Belum adanya perpustakaan daerah dan toko buku misalkan, membuat distribusi bacaan nonkurikulum masih terhambat ke kabupaten ini. Sama dengan masih minimnya program pendidikan luar sekolah.
Kata plankton mereka ambil dari nama organisme berukuran mikro yang bertebaran di kawasan pantai. Alasannya, plankton menjadi sumber kehidupan penting makhluk laut lainnya. Klop, komunitas di daerah pesisir, mengambil filosofi nama dari biota laut. Tapi itu versi serius.
Bagaimana pun sosok Plankton tak bisa lepas dari hikayat kocak Spongebob, Patrick, dan Tuan Krabs. Kegigihan sang Plankton dalam merebut formula rahasia hamburger krabby patty, meski tak kunjung berhasil, menjadi pelajaran yang diambil dari sosok tersebut. Maka resmilah nama ini dipakai.
Untuk memudahkan langkah, prinsip kolaborasi diterapkan. Itulah sebabnya, para pegiat Rumah Plankton berasal dari berbagai kalangan. Mulai dari skateboarder, desainer grafis, pemotor, pemain musik, akhwat berkerudung, sampai jebolan pesantren, semua terhimpun dalam gerakan ini.

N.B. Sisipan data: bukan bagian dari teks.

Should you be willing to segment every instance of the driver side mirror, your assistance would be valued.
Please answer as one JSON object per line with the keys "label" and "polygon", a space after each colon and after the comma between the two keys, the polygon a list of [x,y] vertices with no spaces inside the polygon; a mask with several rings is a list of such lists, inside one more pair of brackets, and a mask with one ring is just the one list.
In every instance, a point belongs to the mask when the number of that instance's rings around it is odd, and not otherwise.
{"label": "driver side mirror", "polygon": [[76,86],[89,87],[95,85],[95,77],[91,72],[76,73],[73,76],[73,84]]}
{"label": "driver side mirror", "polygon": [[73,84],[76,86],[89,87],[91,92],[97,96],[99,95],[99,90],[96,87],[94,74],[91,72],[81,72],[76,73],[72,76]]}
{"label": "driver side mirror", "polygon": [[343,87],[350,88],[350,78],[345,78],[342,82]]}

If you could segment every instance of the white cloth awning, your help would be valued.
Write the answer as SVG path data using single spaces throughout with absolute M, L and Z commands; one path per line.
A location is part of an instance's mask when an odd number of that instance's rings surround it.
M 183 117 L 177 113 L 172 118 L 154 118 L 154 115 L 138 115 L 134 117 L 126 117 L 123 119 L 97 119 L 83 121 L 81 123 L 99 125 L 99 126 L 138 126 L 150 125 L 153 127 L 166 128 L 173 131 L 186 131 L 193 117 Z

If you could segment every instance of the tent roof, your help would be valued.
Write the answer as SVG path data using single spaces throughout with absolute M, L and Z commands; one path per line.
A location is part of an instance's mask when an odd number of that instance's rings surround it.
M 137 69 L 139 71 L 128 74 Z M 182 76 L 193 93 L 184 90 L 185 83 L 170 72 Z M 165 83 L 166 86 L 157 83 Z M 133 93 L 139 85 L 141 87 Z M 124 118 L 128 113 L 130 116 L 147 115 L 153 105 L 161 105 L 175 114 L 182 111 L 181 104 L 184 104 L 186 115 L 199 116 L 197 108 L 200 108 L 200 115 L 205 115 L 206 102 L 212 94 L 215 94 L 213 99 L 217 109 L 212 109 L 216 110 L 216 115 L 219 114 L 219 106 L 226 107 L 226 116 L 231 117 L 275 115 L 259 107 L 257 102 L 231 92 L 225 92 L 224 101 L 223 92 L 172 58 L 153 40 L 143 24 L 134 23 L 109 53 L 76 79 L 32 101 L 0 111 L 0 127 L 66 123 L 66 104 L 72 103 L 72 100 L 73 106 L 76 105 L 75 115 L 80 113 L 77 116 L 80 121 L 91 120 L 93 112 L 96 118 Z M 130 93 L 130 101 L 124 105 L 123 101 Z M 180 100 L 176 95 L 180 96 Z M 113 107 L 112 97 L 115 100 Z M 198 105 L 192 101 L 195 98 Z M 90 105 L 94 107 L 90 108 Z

“Rumah Plankton adalah proyek kolaborasi berorientasi kebahagiaan,” sebut Andi Nurroni, salah satu penggagas Rumah Plankton.
Aktivitas pendidikan
Rumah Plankton menempati salah satu kios di kompleks Pasar Wisata Pangandaran. Sebuah pasar oleh-oleh yang cuma selemparan batu dari Pantai Barat dan Pantai Timur, kawasan wisata andalan kabupaten ini.
Mengukuhkan diri sebagai perpustakaan dan ruang aktivitas pendidikan, membuat Rumah Plankton berbeda dengan kios lainnya. Jadi jangan coba mencari baju bertulisan “I Love Pangandaran”, hiasan kerang, atau selendang pantai bergambar Bob Marley di tempat ini.
Yang terlihat mencolok dari kios 6×12 meter tersebut justru lukisan-lukisan dinding. Cover album Abbey Road milik The Beatles, tulisan grafiti, dan kata-kata bijak dibubuhkan di antara dominasi dinding warna biru muda.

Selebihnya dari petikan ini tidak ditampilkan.